In a June 30 memo, Austin ordered defense officials to issue guidance to enhance accountability and control of Top Secret information, including a requirement to appoint Top Secret Control Officers.
Austin also ordered Defense Department component heads who are not part of the intelligence community to explain why their personnel need access to Sensitive-Compartmented Information, the memo says.
Austin has also ordered that the Defense Department’s chief information officer help to develop plans for a Joint Management Office for Insider Threat and Cyber Capabilities that would be in charge of overseeing user activity monitoring and improving efforts to monitor threats across Defense Department networks, the memo says.
The recent data breach has raised questions about why Teixeira, who was serving as a cyber transport systems journeyman with the Massachusetts Air National Guard at the time of his arrest, had so much access to classified information that was unrelated to his job.
Prosecutors have accused Teixeira of gleaning classified information from the Joint Worldwide Intelligence Communications System, or JWICS, a Defense Department database, according to court documents.
In excerpts of social media chat logs, Teixeira allegedly boasted “I am on JWICS weekly” and “All of the s—t I’ve told you guys I’m not supposed to,” court records show.
Prosecutors also claim Teixeira’s superiors at the 102nd Intelligence Wing repeatedly gave Teixeira verbal and written warnings for mishandling classified information, according to court documents. In one incident, Teixeira was seen taking notes while in a Sensitive Compartmented Information Facility and then putting the notes in his pocket, according to court records.
Two commanders with the 102nd Intelligence Wing were suspended in April pending the outcome of an Air Force Inspector General Investigation.
It is possible Teixeira leaked classified documents for more than a year before he was arrested. Shortly after Russia’s full-scale invasion of Ukraine in February 2022, a Discord user whose profile matched Teixeira’s began sharing classified information, the New York Times first revealed.
As a result of the review, defense officials are required to make sure Sensitive Compartmented Information Facilities, or SCIFs, meet all existing requirements, Austin’s June 30 memo says. That includes ensuring every SCIF has been reported to the Office of the Director of National Intelligence so that it can be included in a database.
Additionally, the Defense Department will issue guidance to make sure everyone who uses a SCIF or Special Access Program Facility leaves personal or portable electronic devices outside, the memo says.

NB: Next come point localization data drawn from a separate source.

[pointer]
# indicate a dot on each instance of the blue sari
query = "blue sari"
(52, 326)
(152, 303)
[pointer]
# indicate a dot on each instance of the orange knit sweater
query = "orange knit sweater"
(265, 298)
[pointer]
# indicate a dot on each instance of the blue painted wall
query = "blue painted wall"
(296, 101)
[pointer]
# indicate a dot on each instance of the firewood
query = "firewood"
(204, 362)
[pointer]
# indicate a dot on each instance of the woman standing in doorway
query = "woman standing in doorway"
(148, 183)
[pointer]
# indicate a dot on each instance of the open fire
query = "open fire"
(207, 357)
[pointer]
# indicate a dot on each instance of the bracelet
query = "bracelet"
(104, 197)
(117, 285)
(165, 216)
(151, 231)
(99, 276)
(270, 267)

Austin has also ordered defense officials to come up with “a phased approach to increase accountability, manage access, and increase security to classified data.”
But that does not mean the Defense Department is looking to limit who has access to JWICS, the senior defense official told reporters on Wednesday.
“We are looking to ensure that we have the right need to know procedures to ensure that the information that is available on classified networks is accessed by those with a need to know,” the official said.